Advocacy and Health Policy |
ACOG Statement on Recent Waiver Approvals that Limit Medicaid Coverage
Washington, DC – Maureen G. Phipps, MD, MPH, chief executive officer of the American College of Obstetricians and Gynecologists, released the following statement:
“ACOG is deeply disappointed that, by recently approving restrictive state Medicaid waivers in Georgia and Nebraska, the Centers for Medicare & Medicaid Services (CMS) continues to make Medicaid coverage and access to Medicaid-covered services more difficult for our patients to obtain. Medicaid was established to ensure that health care is available to all who are eligible, without condition. The waivers that CMS has approved in recent weeks and months serve the sole purpose of making coverage less accessible and will ensure that the program fails to meet its essential mission.

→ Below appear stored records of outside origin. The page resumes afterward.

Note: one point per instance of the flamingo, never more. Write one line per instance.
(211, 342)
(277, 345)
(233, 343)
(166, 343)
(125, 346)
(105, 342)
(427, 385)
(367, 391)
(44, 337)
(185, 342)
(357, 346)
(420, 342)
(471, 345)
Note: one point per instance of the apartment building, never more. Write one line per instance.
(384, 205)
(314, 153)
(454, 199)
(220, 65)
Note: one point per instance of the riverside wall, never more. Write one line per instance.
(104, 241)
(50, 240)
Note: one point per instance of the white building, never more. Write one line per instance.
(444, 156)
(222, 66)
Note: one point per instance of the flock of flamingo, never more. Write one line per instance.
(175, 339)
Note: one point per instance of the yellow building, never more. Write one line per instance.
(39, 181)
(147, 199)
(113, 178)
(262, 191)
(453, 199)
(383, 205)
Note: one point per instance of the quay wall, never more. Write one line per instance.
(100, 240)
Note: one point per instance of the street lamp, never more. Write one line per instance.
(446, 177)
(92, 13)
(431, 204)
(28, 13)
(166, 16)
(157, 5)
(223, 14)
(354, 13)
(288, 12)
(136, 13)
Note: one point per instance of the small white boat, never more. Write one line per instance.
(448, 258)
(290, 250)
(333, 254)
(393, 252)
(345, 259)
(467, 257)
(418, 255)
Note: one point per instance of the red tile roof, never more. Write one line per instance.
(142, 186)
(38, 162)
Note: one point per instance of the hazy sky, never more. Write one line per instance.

“These Medicaid changes will no doubt fall heaviest on low-income women. Women represent almost two-thirds of those at risk of losing coverage under work requirements. Further, women have increased health care needs compared to men, so may be negatively affected by the excessive out-of-pocket costs imposed in these waivers. Rather than punishing women by making it harder for them to access health care, the government should be focusing on how improved access to reliable health coverage, including extending Medicaid coverage to 12 months after delivery, can address the ongoing maternal mortality crisis and, importantly, help us improve health equity across the country. Moreover, the approval of these waivers runs counter to the stated goal of the Department of Health and Human Services to improve maternal health outcomes.
“It is especially unsettling that CMS and state bureaucrats are moving forward with restrictive health care policies in the middle of an unprecedented pandemic, which has already cost more than 200,000 lives across the country and underscores the critical importance of the Medicaid program. Health care coverage must be reliable and stable for all of our patients now and as we continue to battle COVID-19. Taking coverage away from those who have already been disproportionately impacted by the virus will certainly cost additional lives.”